Fetchfox NPM | npm.io

Getting started

Install the package and playwright:

npm i fetchfox
npx playwright install-deps
npx playwright install

Then use it. Here is the callback style:

import { fox } from 'fetchfox';

const workflow = await fox
  .init('https://pokemondb.net/pokedex/national')
  .extract({ name: 'Pokemon name', number: 'Pokemon number' })
  .limit(3)
  .plan();

const results = workflow
  .run(null, (delta) => { console.log(delta.item) });
  
for (const result of results) {
  console.log('Item:', result.item);
}

If you prefer, you can use the streaming style:

import { fox } from 'fetchfox';

const stream = fox
  .init('https://pokemondb.net/pokedex/national')
  .extract({ name: 'Pokemon name', number: 'Pokemon number' })
  .stream();

for await (const delta of stream) {
  console.log(delta.item);
}

Following URLs

You'll often want to scrape over multiple levels. You can do this using the url field. If you extract a url field, FetchFox will follow that URL on the next step.

For example, you can get HP and attack on the second page of the Pokedex:

const workflow = await fox
  .init('https://pokemondb.net/pokedex/national')
  .extract({ 
    url: 'URL of pokemon profile', 
    name: 'Pokemon name', 
    number: 'Pokemon number'
  })
  .extract({ 
    hp: 'Pokemon HP', 
    attack: 'Pokemon attack power', 
  })
  .limit(3)
  .plan();

const results = workflow
  .run(null, (delta) => { console.log(delta.item) });
  
for (const result of results) {
  console.log('Item:', result.item);
}

This scraper will start at https://pokemondb.net/pokedex/national, and then go to detail pages like https://pokemondb.net/pokedex/pikachu to get the HP and attack values.

Enter your API key

You'll need to give an API key for the AI provider you are using, such as OpenAI. There are a few ways to do this.

The easiest option is to set the OPENAI_API_KEY environment variable. This will get picked up by the FetchFox library, and all AI calls will go through that key. To use this option, run your code like this:

OPENAI_API_KEY=sk-your-key node index.js

Alternatively, you can pass in your API key in code, like this:

import { fox } from 'fetchfox';

const results = await fox
  .config({ ai: { model: 'openai:gpt-4o-mini', apiKey: 'sk-your-key' }})
  .init('https://pokemondb.net/pokedex/national')
  .extract({ name: 'Pokemon name', number: 'Pokemon number' })
  .limit(3)
  .run();

This will use OpenAI's gpt-4o-mini model, and the API key you specify. You can also use OpenRouter to access AI models from other providers:

const results = await fox
  .config({ ai: { model: 'openrouter:google/gemini-flash-1.5', apiKey: 'your-openrouter-key' }})
  .init('https://pokemondb.net/pokedex/national')
  .extract({ name: 'Pokemon name', number: 'Pokemon number' })
  .limit(3)
  .run();

Choose the AI model that best suits your needs.

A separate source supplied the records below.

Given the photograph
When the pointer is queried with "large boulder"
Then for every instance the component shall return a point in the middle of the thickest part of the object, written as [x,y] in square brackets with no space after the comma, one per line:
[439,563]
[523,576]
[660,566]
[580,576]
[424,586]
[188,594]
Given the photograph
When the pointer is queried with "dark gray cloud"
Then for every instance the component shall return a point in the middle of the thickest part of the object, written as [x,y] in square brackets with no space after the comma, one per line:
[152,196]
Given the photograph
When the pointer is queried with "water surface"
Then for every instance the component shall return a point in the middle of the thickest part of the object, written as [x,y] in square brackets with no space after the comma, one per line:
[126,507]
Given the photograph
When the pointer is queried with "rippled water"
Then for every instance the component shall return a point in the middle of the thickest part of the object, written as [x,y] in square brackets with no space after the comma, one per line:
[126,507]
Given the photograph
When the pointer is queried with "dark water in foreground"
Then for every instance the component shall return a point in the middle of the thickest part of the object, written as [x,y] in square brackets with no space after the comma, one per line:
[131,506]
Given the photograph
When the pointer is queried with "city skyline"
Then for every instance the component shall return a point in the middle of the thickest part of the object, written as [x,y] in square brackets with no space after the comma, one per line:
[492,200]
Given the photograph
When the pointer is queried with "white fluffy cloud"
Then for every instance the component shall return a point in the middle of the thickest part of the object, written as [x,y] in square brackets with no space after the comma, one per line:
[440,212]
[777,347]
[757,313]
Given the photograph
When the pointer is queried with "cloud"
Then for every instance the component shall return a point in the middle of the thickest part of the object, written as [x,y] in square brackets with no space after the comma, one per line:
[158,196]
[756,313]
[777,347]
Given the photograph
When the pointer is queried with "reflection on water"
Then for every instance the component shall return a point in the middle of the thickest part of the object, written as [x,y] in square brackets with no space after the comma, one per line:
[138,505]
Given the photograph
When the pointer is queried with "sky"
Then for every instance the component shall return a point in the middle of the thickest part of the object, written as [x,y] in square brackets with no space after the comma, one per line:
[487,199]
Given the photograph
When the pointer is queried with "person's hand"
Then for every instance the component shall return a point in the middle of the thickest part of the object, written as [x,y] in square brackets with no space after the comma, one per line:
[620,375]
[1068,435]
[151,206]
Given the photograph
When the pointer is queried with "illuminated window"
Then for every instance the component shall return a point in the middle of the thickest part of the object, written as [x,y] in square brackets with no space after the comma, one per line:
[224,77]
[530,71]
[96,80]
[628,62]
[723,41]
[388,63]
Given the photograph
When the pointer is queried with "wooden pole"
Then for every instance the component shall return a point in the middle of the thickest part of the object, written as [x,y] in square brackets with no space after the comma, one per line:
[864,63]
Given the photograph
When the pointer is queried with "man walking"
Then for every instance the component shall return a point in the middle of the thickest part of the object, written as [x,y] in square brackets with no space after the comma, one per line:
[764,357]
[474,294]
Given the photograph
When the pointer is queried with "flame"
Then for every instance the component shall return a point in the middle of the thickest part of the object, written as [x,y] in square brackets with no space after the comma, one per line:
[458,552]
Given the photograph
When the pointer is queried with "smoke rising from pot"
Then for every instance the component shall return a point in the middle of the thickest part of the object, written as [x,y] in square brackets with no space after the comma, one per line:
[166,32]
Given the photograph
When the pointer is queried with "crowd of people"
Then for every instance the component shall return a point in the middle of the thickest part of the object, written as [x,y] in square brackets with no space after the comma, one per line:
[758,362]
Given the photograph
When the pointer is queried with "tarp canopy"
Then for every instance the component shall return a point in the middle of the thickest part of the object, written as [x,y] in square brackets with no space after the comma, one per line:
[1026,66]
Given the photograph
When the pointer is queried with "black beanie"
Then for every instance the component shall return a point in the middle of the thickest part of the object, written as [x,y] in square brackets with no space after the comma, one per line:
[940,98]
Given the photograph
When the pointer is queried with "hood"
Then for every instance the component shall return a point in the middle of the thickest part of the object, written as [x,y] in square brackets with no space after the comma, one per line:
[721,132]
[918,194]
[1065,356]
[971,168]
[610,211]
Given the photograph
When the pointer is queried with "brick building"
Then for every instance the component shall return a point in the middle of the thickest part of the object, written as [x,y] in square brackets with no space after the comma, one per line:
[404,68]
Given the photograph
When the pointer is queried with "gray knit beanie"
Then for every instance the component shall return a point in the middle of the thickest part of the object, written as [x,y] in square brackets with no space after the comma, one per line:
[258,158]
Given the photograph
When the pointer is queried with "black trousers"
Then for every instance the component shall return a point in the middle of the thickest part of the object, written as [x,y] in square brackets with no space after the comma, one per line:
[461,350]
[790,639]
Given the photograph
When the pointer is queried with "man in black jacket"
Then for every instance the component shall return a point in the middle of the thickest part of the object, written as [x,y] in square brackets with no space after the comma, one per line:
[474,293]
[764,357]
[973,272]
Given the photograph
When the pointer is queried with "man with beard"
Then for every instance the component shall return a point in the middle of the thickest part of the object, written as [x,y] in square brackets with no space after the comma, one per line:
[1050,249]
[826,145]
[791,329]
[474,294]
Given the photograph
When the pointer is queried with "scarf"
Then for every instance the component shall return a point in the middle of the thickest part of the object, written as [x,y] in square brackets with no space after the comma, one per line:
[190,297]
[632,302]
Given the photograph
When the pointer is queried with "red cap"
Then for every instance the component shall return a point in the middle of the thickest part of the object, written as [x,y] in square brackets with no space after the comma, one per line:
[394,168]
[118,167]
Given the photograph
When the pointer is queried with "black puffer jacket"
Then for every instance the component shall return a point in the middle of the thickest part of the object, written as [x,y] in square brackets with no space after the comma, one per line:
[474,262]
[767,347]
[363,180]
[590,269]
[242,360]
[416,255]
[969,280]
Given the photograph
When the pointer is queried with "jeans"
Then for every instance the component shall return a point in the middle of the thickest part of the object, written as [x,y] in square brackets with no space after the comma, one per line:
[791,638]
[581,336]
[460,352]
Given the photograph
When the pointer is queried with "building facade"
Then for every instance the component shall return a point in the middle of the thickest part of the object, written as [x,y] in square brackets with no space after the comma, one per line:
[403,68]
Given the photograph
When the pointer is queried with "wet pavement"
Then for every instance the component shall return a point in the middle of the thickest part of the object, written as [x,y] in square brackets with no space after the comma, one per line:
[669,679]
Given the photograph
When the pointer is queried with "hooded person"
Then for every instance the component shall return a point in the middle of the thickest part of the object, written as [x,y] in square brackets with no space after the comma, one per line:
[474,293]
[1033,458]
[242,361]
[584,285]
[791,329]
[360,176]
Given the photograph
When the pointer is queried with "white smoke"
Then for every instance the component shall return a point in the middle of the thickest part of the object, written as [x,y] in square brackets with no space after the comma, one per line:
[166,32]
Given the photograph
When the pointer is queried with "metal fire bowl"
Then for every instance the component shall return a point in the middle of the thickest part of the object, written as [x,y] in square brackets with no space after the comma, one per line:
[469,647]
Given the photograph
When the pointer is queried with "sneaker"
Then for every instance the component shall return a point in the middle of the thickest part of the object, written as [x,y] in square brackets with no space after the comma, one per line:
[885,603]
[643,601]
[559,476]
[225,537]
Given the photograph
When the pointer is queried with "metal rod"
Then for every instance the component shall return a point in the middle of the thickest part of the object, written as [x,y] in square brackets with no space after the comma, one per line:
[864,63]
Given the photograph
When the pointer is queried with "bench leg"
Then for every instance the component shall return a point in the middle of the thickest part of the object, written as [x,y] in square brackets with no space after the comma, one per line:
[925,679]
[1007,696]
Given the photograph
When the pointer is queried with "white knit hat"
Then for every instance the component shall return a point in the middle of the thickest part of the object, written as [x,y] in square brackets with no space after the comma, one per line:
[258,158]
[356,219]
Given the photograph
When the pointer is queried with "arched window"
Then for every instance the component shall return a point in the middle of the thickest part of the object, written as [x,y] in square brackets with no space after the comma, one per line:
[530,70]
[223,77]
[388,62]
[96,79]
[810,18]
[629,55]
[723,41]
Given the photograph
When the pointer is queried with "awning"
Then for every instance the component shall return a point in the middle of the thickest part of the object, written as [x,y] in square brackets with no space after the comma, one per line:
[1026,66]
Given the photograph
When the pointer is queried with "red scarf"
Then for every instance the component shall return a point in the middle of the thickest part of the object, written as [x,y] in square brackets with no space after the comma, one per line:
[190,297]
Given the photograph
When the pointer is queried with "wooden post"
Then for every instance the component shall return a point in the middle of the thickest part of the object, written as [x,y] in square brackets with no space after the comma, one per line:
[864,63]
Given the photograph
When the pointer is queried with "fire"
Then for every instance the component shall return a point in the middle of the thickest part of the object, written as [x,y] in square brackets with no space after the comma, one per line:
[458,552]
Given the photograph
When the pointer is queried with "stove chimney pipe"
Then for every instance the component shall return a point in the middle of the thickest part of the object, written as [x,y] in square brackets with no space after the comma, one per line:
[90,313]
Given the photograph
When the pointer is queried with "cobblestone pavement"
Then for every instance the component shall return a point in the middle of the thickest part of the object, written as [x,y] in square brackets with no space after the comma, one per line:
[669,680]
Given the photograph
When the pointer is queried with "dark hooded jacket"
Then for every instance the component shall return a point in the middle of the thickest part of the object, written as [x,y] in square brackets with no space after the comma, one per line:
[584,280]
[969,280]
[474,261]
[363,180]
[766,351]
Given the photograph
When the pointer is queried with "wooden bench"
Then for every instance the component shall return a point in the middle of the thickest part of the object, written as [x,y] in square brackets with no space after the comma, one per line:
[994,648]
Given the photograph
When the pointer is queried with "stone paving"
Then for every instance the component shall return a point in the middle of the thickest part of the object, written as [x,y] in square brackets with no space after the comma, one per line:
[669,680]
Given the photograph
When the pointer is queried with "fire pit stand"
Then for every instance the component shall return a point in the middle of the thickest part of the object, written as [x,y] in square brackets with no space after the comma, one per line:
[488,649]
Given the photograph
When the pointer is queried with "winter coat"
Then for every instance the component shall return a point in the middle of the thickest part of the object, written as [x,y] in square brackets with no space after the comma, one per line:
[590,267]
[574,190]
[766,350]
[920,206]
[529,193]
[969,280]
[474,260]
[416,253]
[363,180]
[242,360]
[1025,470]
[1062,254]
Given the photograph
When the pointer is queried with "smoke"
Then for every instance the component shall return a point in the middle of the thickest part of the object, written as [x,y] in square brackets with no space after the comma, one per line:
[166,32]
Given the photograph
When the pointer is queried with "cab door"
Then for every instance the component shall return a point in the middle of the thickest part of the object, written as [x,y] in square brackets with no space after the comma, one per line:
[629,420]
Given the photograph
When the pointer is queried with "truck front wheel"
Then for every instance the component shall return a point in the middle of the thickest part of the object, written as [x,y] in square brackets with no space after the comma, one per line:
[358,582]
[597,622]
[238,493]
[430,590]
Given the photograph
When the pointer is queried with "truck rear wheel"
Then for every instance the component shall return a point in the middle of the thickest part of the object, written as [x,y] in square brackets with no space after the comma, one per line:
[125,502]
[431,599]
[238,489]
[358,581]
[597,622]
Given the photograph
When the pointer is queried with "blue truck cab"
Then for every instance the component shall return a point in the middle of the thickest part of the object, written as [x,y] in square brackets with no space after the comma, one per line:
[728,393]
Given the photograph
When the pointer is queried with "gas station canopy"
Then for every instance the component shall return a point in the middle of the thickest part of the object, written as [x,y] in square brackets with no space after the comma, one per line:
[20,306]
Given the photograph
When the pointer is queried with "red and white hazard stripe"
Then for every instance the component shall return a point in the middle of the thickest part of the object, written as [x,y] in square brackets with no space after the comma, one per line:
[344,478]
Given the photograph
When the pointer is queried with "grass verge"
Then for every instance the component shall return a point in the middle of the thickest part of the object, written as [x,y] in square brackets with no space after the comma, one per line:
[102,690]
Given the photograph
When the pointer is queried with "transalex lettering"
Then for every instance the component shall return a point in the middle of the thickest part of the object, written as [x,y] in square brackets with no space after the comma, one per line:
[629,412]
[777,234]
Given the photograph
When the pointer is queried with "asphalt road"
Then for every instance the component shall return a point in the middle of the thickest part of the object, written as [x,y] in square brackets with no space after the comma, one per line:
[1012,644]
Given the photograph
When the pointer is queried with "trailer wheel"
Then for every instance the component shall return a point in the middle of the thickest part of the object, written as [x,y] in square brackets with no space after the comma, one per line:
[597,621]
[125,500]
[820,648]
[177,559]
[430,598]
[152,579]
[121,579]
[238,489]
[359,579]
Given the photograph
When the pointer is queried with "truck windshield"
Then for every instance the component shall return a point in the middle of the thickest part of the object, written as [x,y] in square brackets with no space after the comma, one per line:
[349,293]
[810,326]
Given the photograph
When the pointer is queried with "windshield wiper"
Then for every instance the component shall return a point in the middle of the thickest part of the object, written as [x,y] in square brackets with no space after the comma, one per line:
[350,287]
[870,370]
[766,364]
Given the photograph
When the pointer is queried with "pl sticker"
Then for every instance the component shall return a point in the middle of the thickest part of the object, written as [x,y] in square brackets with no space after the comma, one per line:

The following providers are supported

OpenAI: Model strings are openai:..., for example openai:gpt-4o
Google: Model strings are google:..., for example google:gemini-1.5-flash
OpenRouter: Model strings are openrouter:..., for example openrouter:anthropic/claude-3.5-haiku

By default, FetchFox uses OpenAI's gpt-4o-mini model. We've found this model to provide a good tradeoff between cost, runtime, and accuracy. We have a public benchmarks dashboard where you can review performance data on recent commits.